Décadence

J’écris, ayant trouvé dans un bimensuel de droite, dans sa revue de presse, et traitant du «magistère de la télévision», cet extrait d’un article de Jean-Romain Putallaz, philosophe et écrivain, comme il tient à le préciser chaque fois: «A qui échoit la fonction d’inculquer les normes? A qui revient la tâche de dire le bien? A personne en particulier et à la télévision en général.»

J’appelle ce genre de critique, de la part de qui prétend à un niveau intellectuel supérieur, de la lâcheté et de l’hypocrisie, car il est lâche de s’en prendre à des personnes utilisant une position désertée par d’autres sans toujours avoir pleinement conscience du mal qu’elles font et, simultanément, d’épargner les principaux responsables de la chute de notre Occident dans ce que Jean-Romain Putallaz appelle «un flou où tout est interchangeable». A-t-on jamais lu sous sa plume d’écrivain et de philosophe, ne serait-ce qu’une seule et unique fois, un rappel de la doctrine de l’Eglise sur la liberté d’opinion, sur la liberté de la presse, sur la liberté religieuse? Non, jamais!

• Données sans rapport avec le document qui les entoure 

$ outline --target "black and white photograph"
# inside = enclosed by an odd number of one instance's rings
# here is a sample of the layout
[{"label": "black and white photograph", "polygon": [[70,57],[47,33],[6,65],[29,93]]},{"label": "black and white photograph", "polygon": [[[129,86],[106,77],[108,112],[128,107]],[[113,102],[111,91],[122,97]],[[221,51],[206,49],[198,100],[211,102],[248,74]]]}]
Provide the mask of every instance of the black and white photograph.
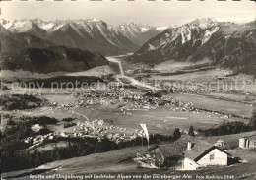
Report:
[{"label": "black and white photograph", "polygon": [[255,180],[252,0],[0,2],[1,180]]}]

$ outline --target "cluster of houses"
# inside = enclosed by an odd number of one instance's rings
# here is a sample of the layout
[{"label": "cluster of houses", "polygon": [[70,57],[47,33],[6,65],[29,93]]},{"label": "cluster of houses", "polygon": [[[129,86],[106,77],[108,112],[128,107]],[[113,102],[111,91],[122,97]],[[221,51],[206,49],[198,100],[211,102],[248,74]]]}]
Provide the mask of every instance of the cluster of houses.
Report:
[{"label": "cluster of houses", "polygon": [[256,148],[256,135],[242,137],[239,139],[239,147],[242,149]]}]

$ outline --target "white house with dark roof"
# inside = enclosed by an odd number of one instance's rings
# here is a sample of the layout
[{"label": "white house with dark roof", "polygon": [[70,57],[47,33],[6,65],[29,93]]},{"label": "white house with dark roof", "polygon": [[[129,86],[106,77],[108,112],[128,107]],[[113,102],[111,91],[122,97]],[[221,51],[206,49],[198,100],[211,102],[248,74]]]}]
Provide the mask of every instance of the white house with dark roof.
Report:
[{"label": "white house with dark roof", "polygon": [[172,144],[158,145],[155,165],[175,170],[196,170],[209,165],[228,165],[229,153],[202,139],[184,135]]}]

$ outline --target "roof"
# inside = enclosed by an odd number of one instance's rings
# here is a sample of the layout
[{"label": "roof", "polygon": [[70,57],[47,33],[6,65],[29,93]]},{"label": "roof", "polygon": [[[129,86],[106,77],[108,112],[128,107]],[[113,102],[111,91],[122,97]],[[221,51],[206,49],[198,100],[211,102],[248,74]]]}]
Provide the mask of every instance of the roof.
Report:
[{"label": "roof", "polygon": [[[191,142],[190,150],[186,150],[188,142]],[[225,152],[222,149],[216,146],[212,146],[211,144],[202,139],[195,138],[189,135],[181,136],[177,141],[175,141],[172,144],[163,144],[159,145],[158,147],[164,156],[184,156],[194,161],[199,160],[202,157],[202,155],[204,156],[204,154],[208,153],[214,149],[218,149]],[[230,155],[227,152],[225,153]]]},{"label": "roof", "polygon": [[210,149],[208,149],[208,150],[205,150],[203,153],[201,153],[199,156],[197,156],[197,157],[194,159],[194,161],[200,160],[203,156],[205,156],[205,154],[209,153],[210,151],[212,151],[212,150],[215,150],[215,149],[218,149],[218,150],[221,150],[222,152],[224,152],[224,153],[226,153],[228,156],[231,156],[230,153],[224,151],[224,150],[220,149],[219,147],[217,147],[217,146],[212,146]]}]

Cet écrivain-philosophe ignore sans doute aussi, dans son dédain de la règle d’objectivité, qui est une règle de justice dans l’analyse des causes historiques de la confusion intellectuelle et morale actuelle en Europe occidentale, la conclusion qu’en tirait jadis le pape Léon XIII dans son encyclique sur la liberté humaine: «Si vraiment, y écrivait-il en contradiction flagrante avec l’enseignement de Vatican II, la nature [avait conféré aux hommes le droit à la liberté de pensée, de la presse, de l’enseignement et des religions], on aurait le droit de se soustraire à la souveraineté de Dieu et nulle loi ne pourrait modérer la liberté humaine

Or c’est ce que pratiquent quotidiennement en particulier les journalistes de télévision. Qui le leur reprocherait puisque Vatican II a reconnu ces droits en parfait accord avec la modernité? Se plaindre de conséquences secondes tout en gardant un silence coupable sur la cause première de ces conséquences, le désaveu, par Vatican II, de tous les avertissements antimodernes de l’Eglise, c’est, je le répète à la fois lâche et hypocrite.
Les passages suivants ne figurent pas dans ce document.